According to a new report from the federal department, the unemployment rate rose to 5.7 percent from 5.6 percent as the United States economy added 257,000 in January, which has many economists saying the labor market started on a strong note in the New Year.
The biggest labor gains were seen in the sectors of construction, healthcare and retail. Surprisingly, all three levels of government slashed 10,000 jobs.
In addition, the jobs numbers for the months of November and December were revised upwards to a total of 423,000 and 329,000, respectively. Also, economists had projected job creation of 230,000 last month.
Wages remain sluggish and a concern for both workers and officials. Wage growth rose just eight cents to a median $24.75 in January after declining in December. Wages have increased 2.2 percent over the past year. The average work week was unchanged at 34.6 hours.
Friday’s employment data is certainly positive news, particularly after a plethora of other economic figures were released Thursday highlighting that the U.S. trade gap widened, productivity fell in the fourth-quarter and weekly jobless claims were up.
However, the unemployment rate may be deceiving the American public, says Jim Clifton, chief executive officer and chairman of polling firm Gallup, who stirred up some controversy this week when he published a blog post questioning the way the federal government calculates the jobless rate.
Essentially, Clifton believes the 5.6 percent unemployment rate – now 5.7 percent – is misleading and a “big lie.”
“None of them will tell you this: If you, a family member or anyone is unemployed and has subsequently given up on finding a job — if you are so hopelessly out of work that you’ve stopped looking over the past four weeks — the Department of Labor doesn’t count you as unemployed,” said Clifton. “Right now, as many as 30 million Americans are either out of work or severely underemployed.

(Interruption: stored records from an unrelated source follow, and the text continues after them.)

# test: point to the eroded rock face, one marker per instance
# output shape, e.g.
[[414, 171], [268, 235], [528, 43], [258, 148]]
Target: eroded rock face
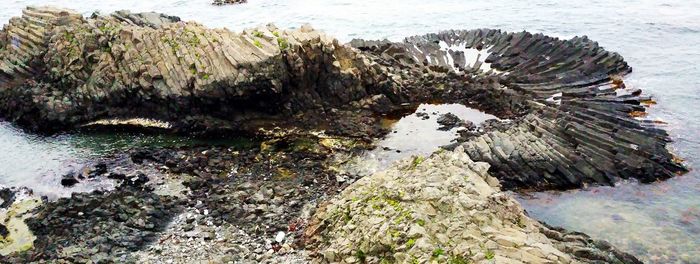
[[60, 70], [575, 121], [445, 208], [574, 124]]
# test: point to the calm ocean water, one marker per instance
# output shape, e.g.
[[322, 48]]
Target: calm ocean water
[[659, 38]]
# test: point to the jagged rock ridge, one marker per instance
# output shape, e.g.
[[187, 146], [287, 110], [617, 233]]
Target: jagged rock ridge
[[576, 122]]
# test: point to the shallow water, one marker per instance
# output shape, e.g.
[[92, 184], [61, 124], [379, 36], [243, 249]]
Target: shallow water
[[659, 38], [415, 134]]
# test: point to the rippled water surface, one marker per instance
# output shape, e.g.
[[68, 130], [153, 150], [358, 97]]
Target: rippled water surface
[[659, 38]]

Trust me, the vast majority of them aren’t throwing parties to toast ‘falling’ unemployment.”
According to Clifton, Americans who are severely underemployed – workers who want to work full-time but are working part-time – as well as the long-term, permanently and depressingly unemployed aren’t included in the unemployment statistics.

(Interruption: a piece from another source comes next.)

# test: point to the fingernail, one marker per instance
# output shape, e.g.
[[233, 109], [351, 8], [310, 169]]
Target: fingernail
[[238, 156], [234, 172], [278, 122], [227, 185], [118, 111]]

What is the real unemployment rate? Well, John Williams, the owner of Shadow Government Statistics, says it’s really in the late-teens or early-twenties if you calculate the way the government did throughout the Great Depression and up until the administration of Lyndon Baines Johnson.

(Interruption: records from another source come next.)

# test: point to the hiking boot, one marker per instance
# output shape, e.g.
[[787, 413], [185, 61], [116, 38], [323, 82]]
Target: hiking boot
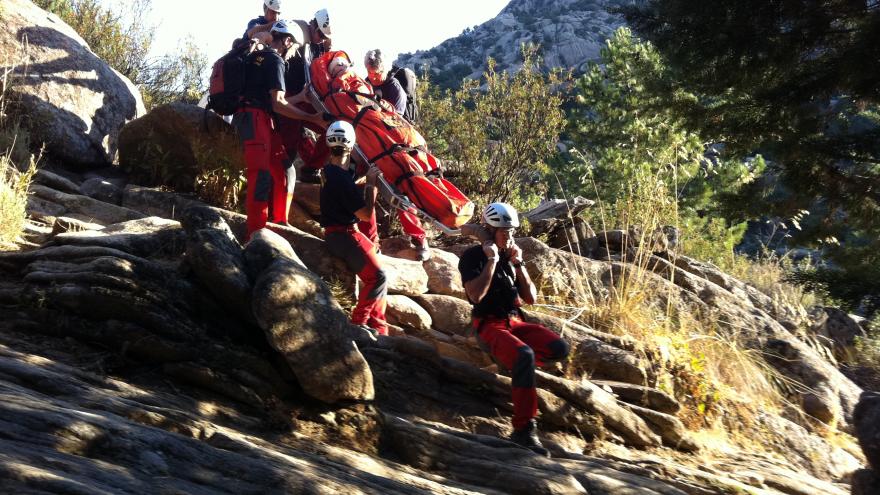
[[423, 251], [527, 437], [309, 175], [368, 333]]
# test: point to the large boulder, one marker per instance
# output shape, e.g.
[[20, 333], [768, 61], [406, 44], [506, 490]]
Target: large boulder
[[306, 325], [559, 275], [216, 258], [176, 143], [448, 314], [48, 200], [837, 329], [443, 275], [72, 100], [866, 419], [403, 311], [404, 276]]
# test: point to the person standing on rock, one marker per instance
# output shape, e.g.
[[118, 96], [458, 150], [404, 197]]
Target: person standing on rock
[[342, 205], [497, 283], [317, 34], [258, 28], [390, 90], [386, 88], [264, 153]]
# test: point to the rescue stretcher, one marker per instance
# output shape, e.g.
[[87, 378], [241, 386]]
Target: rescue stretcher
[[403, 148]]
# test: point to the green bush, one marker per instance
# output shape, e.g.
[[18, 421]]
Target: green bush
[[497, 133], [643, 165]]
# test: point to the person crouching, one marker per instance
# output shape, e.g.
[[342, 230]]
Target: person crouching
[[342, 205], [497, 283]]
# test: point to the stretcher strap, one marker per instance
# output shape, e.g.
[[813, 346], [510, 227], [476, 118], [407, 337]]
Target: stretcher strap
[[394, 149], [359, 116]]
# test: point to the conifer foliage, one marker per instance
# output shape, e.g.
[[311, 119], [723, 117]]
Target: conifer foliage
[[795, 81]]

Those who detest the way the DOL conducts the unemployment rate prefer to look at both the U-6 and the labor force participation rate. The former is defined as “total unemployed, plus all marginally attached workers plus total employed part time for economic reasons, as a percent of all civilian labor force plus all marginally attached workers” and the ladder is exactly that: the number of people participating in the labor market (this number is at a 37-year low).
The U-6 suggests joblessness increased in the past three months and is at 11.3 percent.